Ironically, however, this humility that Jesus is talking about is at odds with the most popular ideas of what constitutes spirituality. Some people have said that the nearer you get to God, the further you must be from mankind. You must remove yourself more and more and get closer to God, but God is actually saying here through Jesus Christ, the opposite is true. Actual proximity to God comes through serving someone else. So in terms of sacrificing to serve others, there was never anything that Jesus was unwilling to do.
And the question then for us, as people who call ourselves Jesus followers, is why, if Jesus was willing to serve, why would his disciples and followers do anything different? "I tell you the truth," Jesus said, "no servant is greater than his master, nor is a messenger greater than the one who has sent him. And now that you know these things, you will be blessed if you do them." In the story of the foot washing of the disciples, we have no greater insight into the heart of our God, apart perhaps from the crucifixion, for what his love looks like and the extent to which he will go to show it.
Friends, as we journey to the cross, I want to remind you and tell you that you have been cleansed. Your forgiveness is as a washing away of dirt and grime that sticks and clings to us. The work of Jesus shouldn't surprise us that it will draw out of us a great humility, that we cannot be proud Christians. We cannot be prideful because everything we've received has been undeserved. It has been the greater serving the lesser rather than the lesser serving the greater.
But hear these words of Jesus, that if we give love and if we receive love, if we offer ourselves to others, we will be blessed. We will be blessed. Do you look for a blessed life? Do you look for a fulfilled, joyful life? This is the model to follow.
So may his blessing fall upon this church and on each of our lives as we offer our lives as sacrifices to him. Let's pray. Father, we thank you for our Saviour, Lord Jesus, who so powerfully showed us these words by these actions that he loves us, that by these actions he was portraying the full extent of his love. Lord, who are we that we should receive such service? Who are we that the King of majesty who holds the universe in the palm of his hand, for whom and through whom all things were created?
Who are we to have him wash our feet, to cleanse us, to make us part of his people. Father, it is hard to explain and express what this humility should drive us towards. But as we reflect on this time of Easter, Lord, help us to grow in this humility. Help us to think far less about what we need, what we want, what we deserve. Lord, and let us ask you more often, "What do you want of us?"
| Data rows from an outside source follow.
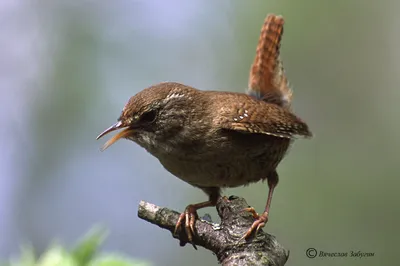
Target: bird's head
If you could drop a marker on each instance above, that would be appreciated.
(150, 114)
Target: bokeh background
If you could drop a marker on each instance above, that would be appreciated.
(68, 67)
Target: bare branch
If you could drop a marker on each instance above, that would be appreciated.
(222, 238)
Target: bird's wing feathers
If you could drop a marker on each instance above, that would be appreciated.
(264, 118)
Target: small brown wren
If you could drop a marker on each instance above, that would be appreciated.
(214, 139)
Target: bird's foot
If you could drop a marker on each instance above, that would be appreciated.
(190, 216)
(260, 222)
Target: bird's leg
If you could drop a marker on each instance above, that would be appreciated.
(190, 213)
(262, 219)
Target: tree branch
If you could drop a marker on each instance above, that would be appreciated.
(222, 238)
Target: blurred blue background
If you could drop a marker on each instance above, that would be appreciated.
(68, 67)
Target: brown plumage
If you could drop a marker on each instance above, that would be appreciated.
(214, 139)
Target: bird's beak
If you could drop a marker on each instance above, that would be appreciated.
(124, 133)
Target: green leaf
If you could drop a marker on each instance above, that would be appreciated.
(117, 260)
(56, 256)
(86, 248)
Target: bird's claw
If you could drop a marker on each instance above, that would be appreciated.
(190, 216)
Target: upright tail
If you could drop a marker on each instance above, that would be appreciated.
(267, 79)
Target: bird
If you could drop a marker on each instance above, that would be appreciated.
(219, 139)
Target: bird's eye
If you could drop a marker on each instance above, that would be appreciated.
(148, 117)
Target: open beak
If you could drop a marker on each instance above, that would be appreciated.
(124, 133)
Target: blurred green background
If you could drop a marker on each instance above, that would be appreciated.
(68, 67)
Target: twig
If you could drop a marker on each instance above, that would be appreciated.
(222, 238)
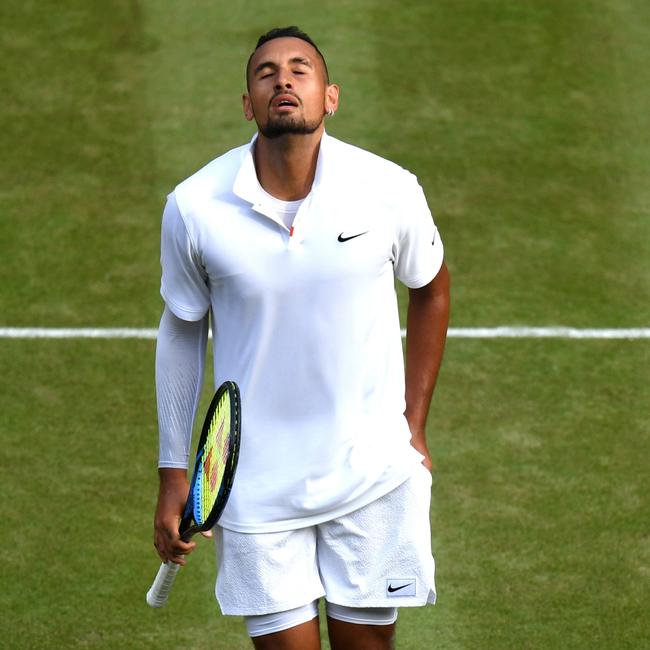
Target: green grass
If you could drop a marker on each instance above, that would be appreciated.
(527, 125)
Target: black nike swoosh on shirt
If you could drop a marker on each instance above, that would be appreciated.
(342, 238)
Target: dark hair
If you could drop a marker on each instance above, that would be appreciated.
(286, 32)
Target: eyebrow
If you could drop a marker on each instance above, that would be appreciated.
(296, 59)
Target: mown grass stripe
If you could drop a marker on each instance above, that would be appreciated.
(454, 332)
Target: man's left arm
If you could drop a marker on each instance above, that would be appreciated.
(426, 333)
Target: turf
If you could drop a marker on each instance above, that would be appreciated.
(527, 125)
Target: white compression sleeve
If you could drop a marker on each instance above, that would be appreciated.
(180, 359)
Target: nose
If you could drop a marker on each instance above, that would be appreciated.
(282, 80)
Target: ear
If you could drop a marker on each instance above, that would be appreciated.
(332, 97)
(248, 107)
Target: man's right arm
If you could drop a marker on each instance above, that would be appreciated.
(180, 356)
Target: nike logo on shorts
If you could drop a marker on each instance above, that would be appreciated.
(400, 587)
(343, 239)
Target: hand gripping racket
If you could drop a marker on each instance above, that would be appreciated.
(214, 470)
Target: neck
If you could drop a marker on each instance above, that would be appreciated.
(286, 166)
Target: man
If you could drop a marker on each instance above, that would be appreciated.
(292, 243)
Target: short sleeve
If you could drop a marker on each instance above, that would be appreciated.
(418, 251)
(183, 286)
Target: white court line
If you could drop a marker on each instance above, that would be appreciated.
(454, 332)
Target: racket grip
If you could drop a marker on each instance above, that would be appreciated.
(162, 584)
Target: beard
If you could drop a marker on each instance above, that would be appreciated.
(277, 126)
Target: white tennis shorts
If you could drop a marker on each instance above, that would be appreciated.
(377, 556)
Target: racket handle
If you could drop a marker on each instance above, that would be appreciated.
(162, 584)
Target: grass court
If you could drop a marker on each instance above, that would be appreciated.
(528, 126)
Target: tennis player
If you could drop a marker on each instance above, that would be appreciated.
(291, 245)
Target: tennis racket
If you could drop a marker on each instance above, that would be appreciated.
(214, 470)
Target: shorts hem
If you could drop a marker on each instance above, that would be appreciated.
(271, 608)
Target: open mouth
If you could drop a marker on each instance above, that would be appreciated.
(285, 101)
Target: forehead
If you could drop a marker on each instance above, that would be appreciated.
(282, 50)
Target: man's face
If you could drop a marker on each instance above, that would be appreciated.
(288, 91)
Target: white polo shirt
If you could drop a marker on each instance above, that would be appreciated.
(305, 320)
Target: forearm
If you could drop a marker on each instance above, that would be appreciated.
(180, 354)
(426, 332)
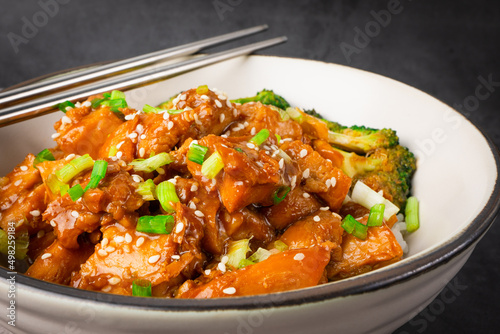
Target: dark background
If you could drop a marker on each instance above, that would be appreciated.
(440, 47)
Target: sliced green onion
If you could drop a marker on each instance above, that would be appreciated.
(44, 155)
(161, 224)
(150, 109)
(280, 245)
(75, 192)
(74, 167)
(376, 217)
(115, 104)
(295, 114)
(152, 163)
(245, 262)
(352, 226)
(412, 214)
(165, 192)
(147, 189)
(21, 244)
(260, 137)
(141, 288)
(237, 251)
(64, 105)
(280, 194)
(201, 90)
(260, 255)
(212, 166)
(367, 197)
(98, 173)
(64, 189)
(197, 153)
(116, 94)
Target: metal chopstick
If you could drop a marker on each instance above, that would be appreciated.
(91, 74)
(129, 80)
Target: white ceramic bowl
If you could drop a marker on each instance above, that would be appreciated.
(459, 199)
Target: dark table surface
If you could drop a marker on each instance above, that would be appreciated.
(444, 48)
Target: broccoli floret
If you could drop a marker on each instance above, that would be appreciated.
(362, 139)
(265, 97)
(387, 169)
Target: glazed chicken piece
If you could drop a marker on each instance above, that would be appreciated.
(324, 179)
(359, 256)
(284, 271)
(125, 254)
(22, 197)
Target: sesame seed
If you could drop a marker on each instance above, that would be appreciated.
(179, 227)
(114, 280)
(104, 242)
(299, 257)
(35, 213)
(110, 249)
(154, 259)
(229, 291)
(281, 163)
(102, 252)
(306, 173)
(128, 238)
(333, 180)
(119, 239)
(139, 242)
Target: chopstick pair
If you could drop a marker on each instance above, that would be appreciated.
(136, 75)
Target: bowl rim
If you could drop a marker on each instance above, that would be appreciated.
(381, 278)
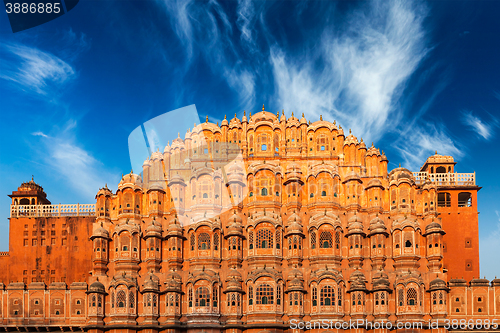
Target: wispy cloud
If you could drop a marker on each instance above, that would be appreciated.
(489, 247)
(198, 29)
(72, 163)
(481, 128)
(31, 69)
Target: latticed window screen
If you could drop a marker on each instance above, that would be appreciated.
(216, 241)
(203, 241)
(325, 239)
(250, 295)
(264, 239)
(121, 299)
(192, 241)
(411, 296)
(202, 296)
(322, 143)
(327, 296)
(131, 299)
(250, 239)
(265, 294)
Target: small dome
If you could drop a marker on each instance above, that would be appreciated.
(151, 283)
(437, 283)
(100, 232)
(97, 287)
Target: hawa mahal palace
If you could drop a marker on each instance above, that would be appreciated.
(309, 226)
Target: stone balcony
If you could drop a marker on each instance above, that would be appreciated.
(52, 210)
(446, 179)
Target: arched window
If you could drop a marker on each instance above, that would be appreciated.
(192, 241)
(464, 199)
(327, 296)
(216, 241)
(202, 296)
(250, 240)
(264, 239)
(265, 294)
(411, 296)
(203, 241)
(120, 299)
(325, 240)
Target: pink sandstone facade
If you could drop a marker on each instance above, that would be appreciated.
(311, 227)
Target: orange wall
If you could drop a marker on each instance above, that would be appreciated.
(60, 263)
(461, 241)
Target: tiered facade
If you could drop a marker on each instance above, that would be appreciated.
(309, 227)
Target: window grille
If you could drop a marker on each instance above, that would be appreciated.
(325, 239)
(203, 241)
(265, 294)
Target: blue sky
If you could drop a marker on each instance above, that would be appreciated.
(413, 77)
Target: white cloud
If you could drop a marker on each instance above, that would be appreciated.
(416, 145)
(197, 26)
(366, 68)
(32, 69)
(477, 125)
(489, 247)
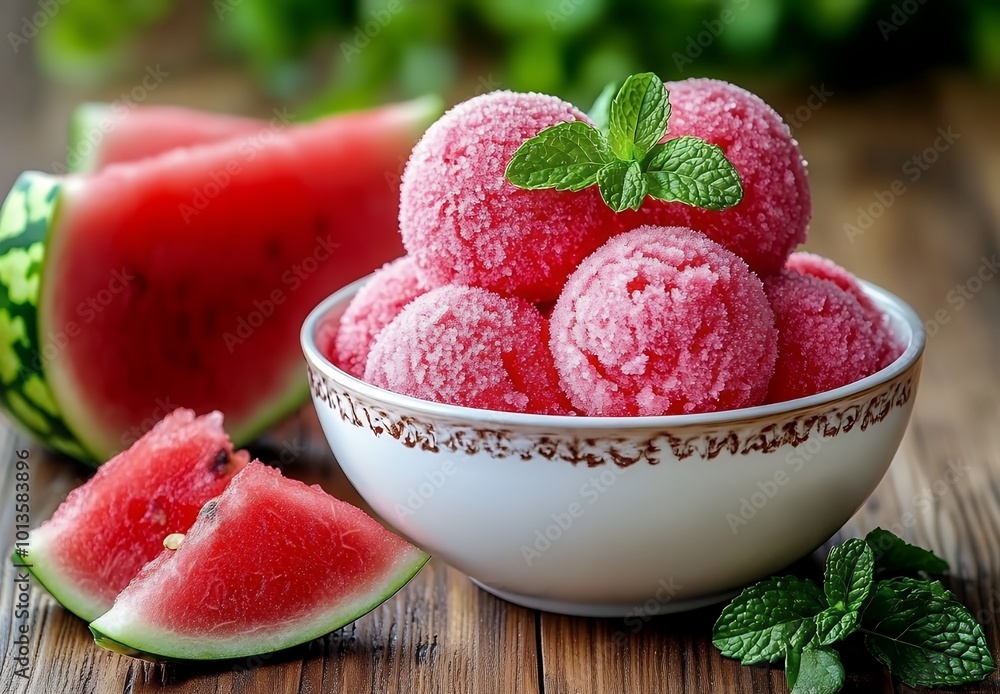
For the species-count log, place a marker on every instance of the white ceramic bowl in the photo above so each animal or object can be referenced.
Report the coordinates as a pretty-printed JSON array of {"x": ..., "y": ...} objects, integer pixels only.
[{"x": 614, "y": 516}]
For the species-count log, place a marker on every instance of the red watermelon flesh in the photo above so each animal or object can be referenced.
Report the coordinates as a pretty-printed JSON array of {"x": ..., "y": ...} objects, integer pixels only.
[
  {"x": 185, "y": 277},
  {"x": 104, "y": 134},
  {"x": 269, "y": 564},
  {"x": 106, "y": 530}
]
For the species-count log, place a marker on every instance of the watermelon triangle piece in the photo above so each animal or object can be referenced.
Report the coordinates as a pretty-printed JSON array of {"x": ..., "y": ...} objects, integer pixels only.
[
  {"x": 181, "y": 280},
  {"x": 106, "y": 530},
  {"x": 102, "y": 134},
  {"x": 270, "y": 564}
]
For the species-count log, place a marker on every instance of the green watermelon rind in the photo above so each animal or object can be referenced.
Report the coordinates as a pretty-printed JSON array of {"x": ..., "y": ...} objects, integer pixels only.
[
  {"x": 28, "y": 213},
  {"x": 86, "y": 119},
  {"x": 40, "y": 566},
  {"x": 138, "y": 640}
]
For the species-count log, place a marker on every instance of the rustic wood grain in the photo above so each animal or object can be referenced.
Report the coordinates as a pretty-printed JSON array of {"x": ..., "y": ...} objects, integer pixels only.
[{"x": 942, "y": 491}]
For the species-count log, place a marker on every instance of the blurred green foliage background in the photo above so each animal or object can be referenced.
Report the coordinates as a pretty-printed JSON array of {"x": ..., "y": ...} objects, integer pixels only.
[{"x": 329, "y": 54}]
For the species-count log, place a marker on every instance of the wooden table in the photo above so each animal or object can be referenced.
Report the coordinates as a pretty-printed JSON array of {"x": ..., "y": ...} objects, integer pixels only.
[{"x": 441, "y": 633}]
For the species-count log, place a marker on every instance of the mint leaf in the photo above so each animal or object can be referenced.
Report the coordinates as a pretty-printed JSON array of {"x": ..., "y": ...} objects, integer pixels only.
[
  {"x": 834, "y": 625},
  {"x": 600, "y": 113},
  {"x": 566, "y": 156},
  {"x": 847, "y": 584},
  {"x": 924, "y": 635},
  {"x": 848, "y": 579},
  {"x": 893, "y": 555},
  {"x": 622, "y": 185},
  {"x": 639, "y": 114},
  {"x": 692, "y": 171},
  {"x": 814, "y": 671},
  {"x": 762, "y": 621}
]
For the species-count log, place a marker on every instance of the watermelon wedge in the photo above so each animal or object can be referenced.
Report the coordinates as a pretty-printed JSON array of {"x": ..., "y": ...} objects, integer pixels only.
[
  {"x": 102, "y": 134},
  {"x": 270, "y": 564},
  {"x": 181, "y": 280},
  {"x": 106, "y": 530}
]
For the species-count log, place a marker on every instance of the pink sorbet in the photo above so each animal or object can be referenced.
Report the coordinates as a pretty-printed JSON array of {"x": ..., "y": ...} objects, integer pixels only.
[
  {"x": 465, "y": 224},
  {"x": 772, "y": 218},
  {"x": 663, "y": 320},
  {"x": 826, "y": 269},
  {"x": 390, "y": 289},
  {"x": 825, "y": 339},
  {"x": 468, "y": 346}
]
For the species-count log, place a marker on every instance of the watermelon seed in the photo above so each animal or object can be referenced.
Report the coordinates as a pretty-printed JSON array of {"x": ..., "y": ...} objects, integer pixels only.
[
  {"x": 221, "y": 461},
  {"x": 173, "y": 540},
  {"x": 208, "y": 510}
]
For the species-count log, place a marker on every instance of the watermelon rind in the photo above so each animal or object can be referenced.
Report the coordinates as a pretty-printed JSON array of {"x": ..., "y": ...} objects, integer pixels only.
[
  {"x": 86, "y": 119},
  {"x": 65, "y": 592},
  {"x": 36, "y": 398},
  {"x": 123, "y": 633},
  {"x": 28, "y": 213}
]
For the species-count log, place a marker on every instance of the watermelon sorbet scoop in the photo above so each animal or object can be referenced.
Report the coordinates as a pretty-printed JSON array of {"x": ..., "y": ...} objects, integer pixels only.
[
  {"x": 663, "y": 320},
  {"x": 772, "y": 218},
  {"x": 825, "y": 336},
  {"x": 468, "y": 346},
  {"x": 464, "y": 223},
  {"x": 825, "y": 269},
  {"x": 390, "y": 289}
]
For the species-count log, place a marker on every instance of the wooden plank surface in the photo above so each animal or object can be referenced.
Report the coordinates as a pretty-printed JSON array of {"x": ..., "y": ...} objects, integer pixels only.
[{"x": 942, "y": 491}]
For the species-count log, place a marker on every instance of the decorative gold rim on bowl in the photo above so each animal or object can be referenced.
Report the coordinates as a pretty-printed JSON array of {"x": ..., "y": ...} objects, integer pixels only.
[{"x": 621, "y": 441}]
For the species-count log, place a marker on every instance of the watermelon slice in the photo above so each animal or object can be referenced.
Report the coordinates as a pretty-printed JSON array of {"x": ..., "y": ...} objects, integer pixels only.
[
  {"x": 102, "y": 134},
  {"x": 106, "y": 530},
  {"x": 181, "y": 280},
  {"x": 269, "y": 564}
]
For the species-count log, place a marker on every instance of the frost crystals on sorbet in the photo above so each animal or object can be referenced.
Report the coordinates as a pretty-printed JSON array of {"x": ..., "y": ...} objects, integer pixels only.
[
  {"x": 465, "y": 223},
  {"x": 825, "y": 269},
  {"x": 776, "y": 208},
  {"x": 468, "y": 346},
  {"x": 825, "y": 339},
  {"x": 663, "y": 320},
  {"x": 373, "y": 307}
]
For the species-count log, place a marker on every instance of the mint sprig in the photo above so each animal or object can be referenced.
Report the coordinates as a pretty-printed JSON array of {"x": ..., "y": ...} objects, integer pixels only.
[
  {"x": 915, "y": 626},
  {"x": 898, "y": 557},
  {"x": 814, "y": 671},
  {"x": 623, "y": 155}
]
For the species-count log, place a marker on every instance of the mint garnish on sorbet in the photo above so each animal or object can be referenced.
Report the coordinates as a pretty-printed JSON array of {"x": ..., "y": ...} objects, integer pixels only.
[
  {"x": 623, "y": 155},
  {"x": 913, "y": 625}
]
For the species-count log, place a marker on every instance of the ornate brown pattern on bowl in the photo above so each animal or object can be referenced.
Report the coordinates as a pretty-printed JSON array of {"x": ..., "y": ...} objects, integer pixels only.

Let us ask one another, "How may we serve you best?" May we speak to our own hearts that are so prone to pride and say to ourselves, "I choose to serve." And Lord, may we then, through that, receive so much blessing, so much joy, so much fulfilment. May we see glory being given to you through it. May we see your name and your fame and the honour that is due to you be given to you through these actions.
Father, help us to restore this equilibrium in our lives. Help us to become lesser so that you may become greater. We ask in Jesus' name. Amen.